The strategy resulted in the birth of Hamas which rose from these Islamic roots. Israeli Prime Minister Ariel Sharon was a member of the government when the policy was developed in the late 1970s.
Although Sharon and his Likud (formerly Herut Party) government colleagues could not anticipate that the Islamic leaders they backed would eventually evolve into Hamas and suicde bombings, the two have benefited from each other's extremism over the years.
The Likud strategy to promote an Islamic alternative evolved in response to Arafat's transformation from a revolutionary leader to the "sole legitimate representative" of the Palestinian people.

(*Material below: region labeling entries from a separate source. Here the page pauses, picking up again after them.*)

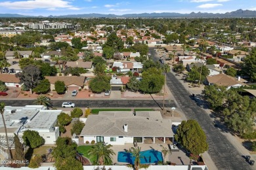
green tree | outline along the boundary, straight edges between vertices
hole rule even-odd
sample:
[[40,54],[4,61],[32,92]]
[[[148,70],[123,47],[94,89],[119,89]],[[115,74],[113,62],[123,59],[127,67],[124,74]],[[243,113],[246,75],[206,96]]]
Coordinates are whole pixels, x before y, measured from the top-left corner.
[[74,133],[75,133],[77,135],[80,135],[85,125],[85,124],[84,123],[79,121],[79,120],[74,122],[72,125],[72,129],[71,129],[71,134],[72,135]]
[[95,93],[101,93],[110,89],[111,77],[104,75],[98,75],[89,83],[91,90]]
[[79,107],[75,107],[71,111],[71,117],[72,118],[79,118],[83,115],[83,110]]
[[185,70],[185,67],[182,63],[175,64],[173,65],[173,70],[175,72],[182,73]]
[[161,74],[161,70],[152,67],[142,73],[140,90],[146,94],[158,93],[163,84],[164,76]]
[[23,133],[23,141],[26,145],[35,148],[45,144],[45,139],[36,131],[26,130]]
[[35,155],[30,162],[28,167],[30,168],[37,168],[41,166],[41,162],[43,162],[42,158],[39,155]]
[[64,94],[66,90],[65,83],[63,81],[56,81],[54,83],[55,90],[57,94]]
[[2,121],[3,121],[3,126],[5,128],[5,141],[7,141],[6,144],[7,144],[8,151],[9,151],[8,155],[9,155],[9,159],[11,160],[12,158],[12,154],[11,152],[11,148],[9,146],[9,139],[8,139],[8,136],[7,136],[7,129],[6,128],[5,120],[5,118],[3,116],[3,113],[5,112],[5,103],[3,103],[3,102],[0,103],[0,112],[1,112],[1,115],[2,116]]
[[51,102],[51,99],[44,95],[38,95],[34,103],[39,105],[43,105],[47,107],[47,109],[49,107],[52,107],[53,106],[53,103]]
[[225,87],[215,84],[205,86],[203,93],[210,107],[215,109],[223,105],[226,91]]
[[46,94],[51,90],[51,84],[48,79],[40,80],[38,85],[33,89],[37,94]]
[[114,150],[110,149],[112,146],[112,145],[105,143],[97,143],[88,151],[88,154],[96,156],[96,164],[98,165],[112,165],[112,156],[116,155]]
[[137,80],[136,76],[133,76],[126,86],[131,92],[137,92],[140,89],[140,81]]
[[66,126],[70,124],[72,120],[72,118],[70,117],[68,114],[61,112],[58,115],[57,117],[58,124],[62,126]]
[[96,65],[98,63],[100,63],[101,65],[105,65],[106,61],[100,56],[95,56],[93,58],[93,65]]
[[5,68],[5,67],[8,67],[11,66],[11,64],[7,62],[7,61],[6,60],[1,60],[0,61],[0,71],[1,71],[1,74],[2,74],[2,69]]
[[226,69],[225,73],[227,75],[236,77],[236,72],[237,71],[234,69],[233,67],[230,67],[228,69]]
[[206,64],[208,65],[217,64],[216,60],[212,58],[209,58],[207,60],[206,60]]
[[20,78],[20,82],[30,89],[32,94],[32,89],[39,82],[41,71],[37,66],[30,64],[23,69],[23,72],[18,73],[16,76]]
[[194,120],[183,120],[178,127],[175,138],[195,156],[208,150],[205,133]]
[[131,154],[133,154],[133,156],[135,158],[135,160],[134,161],[134,167],[136,170],[140,169],[140,147],[134,148],[131,147]]
[[59,158],[54,163],[56,170],[83,170],[82,163],[74,158]]
[[20,60],[18,61],[19,66],[20,69],[23,69],[29,65],[32,65],[35,63],[35,61],[28,58],[23,58]]

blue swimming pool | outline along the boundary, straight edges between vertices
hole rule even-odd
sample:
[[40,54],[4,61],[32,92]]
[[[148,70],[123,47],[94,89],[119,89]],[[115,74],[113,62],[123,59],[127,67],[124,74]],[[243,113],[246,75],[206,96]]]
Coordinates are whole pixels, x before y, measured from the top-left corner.
[[[127,162],[134,164],[135,158],[133,154],[127,152],[118,152],[117,162]],[[154,149],[140,152],[140,163],[154,163],[159,161],[163,162],[163,156],[161,152]]]

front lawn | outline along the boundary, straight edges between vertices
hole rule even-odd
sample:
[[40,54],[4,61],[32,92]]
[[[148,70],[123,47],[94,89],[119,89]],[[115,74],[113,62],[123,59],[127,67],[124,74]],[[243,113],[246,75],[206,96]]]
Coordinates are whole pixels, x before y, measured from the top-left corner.
[[92,148],[93,146],[79,146],[77,147],[77,152],[81,154],[83,156],[86,157],[88,160],[90,160],[91,163],[93,164],[93,162],[96,162],[97,157],[96,155],[88,155],[88,151]]
[[138,112],[138,111],[154,111],[153,109],[134,109],[135,112]]
[[131,111],[131,109],[93,109],[91,112],[93,114],[98,114],[99,111]]

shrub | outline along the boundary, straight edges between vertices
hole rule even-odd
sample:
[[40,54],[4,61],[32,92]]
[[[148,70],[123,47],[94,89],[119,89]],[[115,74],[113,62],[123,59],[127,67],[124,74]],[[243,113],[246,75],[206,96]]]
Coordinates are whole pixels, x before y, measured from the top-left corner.
[[64,126],[60,125],[58,126],[58,128],[59,128],[60,131],[61,133],[64,133],[66,132],[66,129],[65,129],[65,127],[64,127]]
[[133,76],[140,76],[140,74],[139,74],[138,72],[135,72],[135,73],[133,73]]
[[0,92],[0,95],[6,96],[8,94],[4,92]]
[[72,118],[79,118],[83,115],[83,110],[80,108],[75,107],[71,111]]

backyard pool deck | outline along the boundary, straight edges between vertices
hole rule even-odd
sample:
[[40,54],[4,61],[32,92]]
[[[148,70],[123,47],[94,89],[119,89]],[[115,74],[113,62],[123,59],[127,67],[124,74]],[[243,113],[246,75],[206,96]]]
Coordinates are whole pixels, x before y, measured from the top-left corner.
[[[167,144],[162,144],[162,145],[164,147],[168,148]],[[125,145],[114,145],[112,147],[111,147],[111,148],[113,149],[114,152],[116,153],[116,155],[112,156],[113,163],[117,163],[119,165],[128,164],[127,163],[117,162],[118,152],[125,151],[125,149],[129,150],[133,146],[133,144],[125,144]],[[162,150],[162,147],[159,144],[138,143],[138,146],[141,147],[140,151],[144,151],[152,148],[160,152],[161,152],[161,150]],[[164,159],[163,156],[163,158]],[[177,165],[188,165],[190,162],[190,159],[188,156],[186,156],[186,154],[184,152],[183,152],[182,150],[180,150],[179,152],[173,152],[171,155],[170,156],[168,156],[167,154],[166,156],[165,161],[169,161],[171,163],[175,163]]]

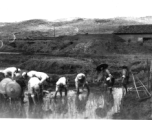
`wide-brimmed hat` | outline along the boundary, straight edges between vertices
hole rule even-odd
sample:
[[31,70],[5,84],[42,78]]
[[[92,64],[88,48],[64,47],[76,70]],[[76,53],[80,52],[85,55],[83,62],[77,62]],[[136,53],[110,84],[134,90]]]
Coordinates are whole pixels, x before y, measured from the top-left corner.
[[16,81],[9,82],[6,85],[5,90],[6,90],[7,96],[11,98],[19,97],[22,91],[21,86]]
[[6,85],[9,83],[9,82],[12,82],[13,80],[11,78],[4,78],[1,82],[0,82],[0,93],[1,94],[6,94],[6,91],[5,91],[5,88],[6,88]]
[[126,65],[121,66],[122,69],[128,69]]
[[100,64],[96,67],[97,71],[101,71],[101,69],[106,69],[108,68],[108,64]]

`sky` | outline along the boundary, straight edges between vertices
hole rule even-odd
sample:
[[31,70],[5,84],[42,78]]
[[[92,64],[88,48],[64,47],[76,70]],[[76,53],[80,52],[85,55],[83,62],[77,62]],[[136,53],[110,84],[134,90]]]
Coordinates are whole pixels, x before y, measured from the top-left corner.
[[0,0],[0,22],[152,16],[152,0]]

Arafat was anointed as the only person who could negotiate for the return of the Occupied West Bank, Gaza Strip and Arab East Jerusalem at the Rabat Arab Summit in October 1974.
In addition to hoping to turn the Palestinian masses away from Arafat and the PLO, the Likud leadership believed they could achieve a workable alliance with Islamic, anti-Arafat forces that would also extend Israel's control over the occupied territories. At the time, the Islamicization of the Palestinian leadership was still very much in its infancy.
There is a real irony in the transformation of Yassin's organization from a benevolent religious foundation to a guerrilla movement. Begin and his successor, Yitzhak Shamir, had both headed the first two terrorist organizations to operate in Palestine during the 1940s. Shamir had led the Stern Gang while Begin led the larger Irgun Zvi Leuhmi. The two groups worked in tandem and were responsible for introduction of terrorist techniques into Palestine including car bombings, assassinations, kidnappings, hijackings of military vehicles and the lynching of British soldiers in the olive groves outside of Jerusalem. They were responsible for the near destruction of the car-bombed King David Hotel and for the massacre of civilians at the Palestinian village of Deir Yassin near Jerusalem.
Begin and Shamir understood exactly what they had created. Knesset Member Avraham Poraz (Shinui) was among a litany of Israeli leaders who blamed Likud for Hamas. "The Likud has got Hamas on its hands because it refused to talk to the PLO," he said.
Hamas quickly found itself in competition with another religious group banned by Israel, Islamic Jihad. Both sought to disrupt the occupation and seize Palestinian leadership from Arafat.